Musikfest:Ingo Metzmacher und die Philharmoniker.

Den Hüftschwung im Frack kann er. Aus dem Becken heraus zu dirigieren, will Ingo Metzmacher dann aber nicht gelingen. Der erste Beitrag der Berliner Philharmoniker zum Musikfest wartet mit einem Programm erlesener Americana auf – und verspricht jene höhere Unterhaltung, die ein souveränes Spiel mit Klängen und Genres bieten kann. Doch ohne den Swing läuft bei Gershwin, Antheil und Bernstein nicht viel. Und den haben sie in zwangloser Übereinkunft nicht finden können, die Musiker und ihr Dirigent. Zuletzt stand Metzmacher 2001 vor dem Orchester. Lange her.

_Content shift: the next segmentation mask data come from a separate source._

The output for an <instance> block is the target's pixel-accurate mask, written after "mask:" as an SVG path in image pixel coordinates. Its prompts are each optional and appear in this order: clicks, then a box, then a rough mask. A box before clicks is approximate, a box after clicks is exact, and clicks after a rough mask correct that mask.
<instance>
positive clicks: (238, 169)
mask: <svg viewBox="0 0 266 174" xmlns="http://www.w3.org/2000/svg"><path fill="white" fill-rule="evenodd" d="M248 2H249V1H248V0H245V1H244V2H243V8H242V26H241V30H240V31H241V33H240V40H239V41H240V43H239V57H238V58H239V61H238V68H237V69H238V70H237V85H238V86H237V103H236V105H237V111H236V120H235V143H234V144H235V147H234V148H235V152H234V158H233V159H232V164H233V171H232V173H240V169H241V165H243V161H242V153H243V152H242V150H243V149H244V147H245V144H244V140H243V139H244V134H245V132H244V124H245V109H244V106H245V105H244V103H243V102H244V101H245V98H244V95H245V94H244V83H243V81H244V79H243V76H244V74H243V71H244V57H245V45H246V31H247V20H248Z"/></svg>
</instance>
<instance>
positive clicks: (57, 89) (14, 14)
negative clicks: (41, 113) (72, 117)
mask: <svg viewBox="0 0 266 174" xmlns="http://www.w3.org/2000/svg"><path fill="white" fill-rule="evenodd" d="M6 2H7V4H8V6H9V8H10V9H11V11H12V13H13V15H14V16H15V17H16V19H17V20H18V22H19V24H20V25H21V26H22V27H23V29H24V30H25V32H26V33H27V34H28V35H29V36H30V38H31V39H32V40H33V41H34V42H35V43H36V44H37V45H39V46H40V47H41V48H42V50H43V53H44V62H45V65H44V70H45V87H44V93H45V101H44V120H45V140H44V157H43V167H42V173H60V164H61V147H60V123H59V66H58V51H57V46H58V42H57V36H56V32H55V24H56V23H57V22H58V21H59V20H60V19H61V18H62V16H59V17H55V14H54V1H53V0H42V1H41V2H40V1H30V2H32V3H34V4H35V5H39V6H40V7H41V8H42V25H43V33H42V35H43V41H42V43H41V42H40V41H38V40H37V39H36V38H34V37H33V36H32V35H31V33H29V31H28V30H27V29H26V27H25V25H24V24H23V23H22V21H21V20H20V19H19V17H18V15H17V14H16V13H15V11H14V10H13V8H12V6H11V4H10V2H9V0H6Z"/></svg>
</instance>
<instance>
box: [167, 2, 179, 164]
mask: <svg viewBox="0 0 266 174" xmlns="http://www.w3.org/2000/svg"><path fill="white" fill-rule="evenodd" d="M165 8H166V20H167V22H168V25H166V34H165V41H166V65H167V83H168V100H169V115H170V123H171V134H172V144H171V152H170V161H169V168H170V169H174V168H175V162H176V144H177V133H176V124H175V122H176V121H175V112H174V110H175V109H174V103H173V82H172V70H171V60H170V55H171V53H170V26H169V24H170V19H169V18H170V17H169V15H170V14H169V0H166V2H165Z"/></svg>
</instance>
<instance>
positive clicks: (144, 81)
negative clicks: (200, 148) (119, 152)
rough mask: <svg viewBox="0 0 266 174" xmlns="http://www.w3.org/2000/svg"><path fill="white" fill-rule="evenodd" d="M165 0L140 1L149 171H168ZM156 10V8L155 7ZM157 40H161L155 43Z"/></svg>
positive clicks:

Die gemeinsame Chemie setzt eben nicht viel Wärme frei. Doch es gibt eine Region, in der Metzmacher sich Respekt verschaffen kann, ohne kreisendes Becken. Seine Fähigkeit, auseinanderstrebende Klangereignisse zu koordinieren, stellen auch die Philharmoniker nicht infrage. Die Aufführung von Ives’ 4. Symphonie mit ihren versprengten Orchestergruppen, oratorienhaften Choreinschüben und einem geisterhaften Solopiano zeigt Metzmacher in seiner Stärke. Und die Philharmoniker packen beherzt an, Oboist Albrecht Mayer hat gar einen Auftritt als energischer Subdirigent. Beinahe könnte man traurig werden, wie fern von Widerständen dieses erst spät entdeckte Wunderwerk über die Bühne rauscht.

Gershwins Cuban Overture (ursprünglicher Titel: Rumba) ist fern dabei. Metzmachers Hüftschwung kommt in der Musik nie an, vier philharmonische Schlagwerker stehen wie vergessen inmitten ihrer Kollegen. Echte Rhythmusboys sehen anders aus. Der Klang dieser karibischen Exkursion entfaltet sich eher spitzig denn spritzig, wie von einem Sinnlichkeitsembargo dominiert. Antheils Jazz Symphony kann überhaupt nicht mehr beweisen, dass sie einst für Furore gesorgt hat. Bernstein Tänze aus seiner West Side Story sind ein Fingerschnipsen näher dran am erhofften Klang. Doch stets denkt man: Da müsste der Chef ran. Rattle bereitet „Porgy and Bess“ vor, in voller Länge. Ein Kraftakt.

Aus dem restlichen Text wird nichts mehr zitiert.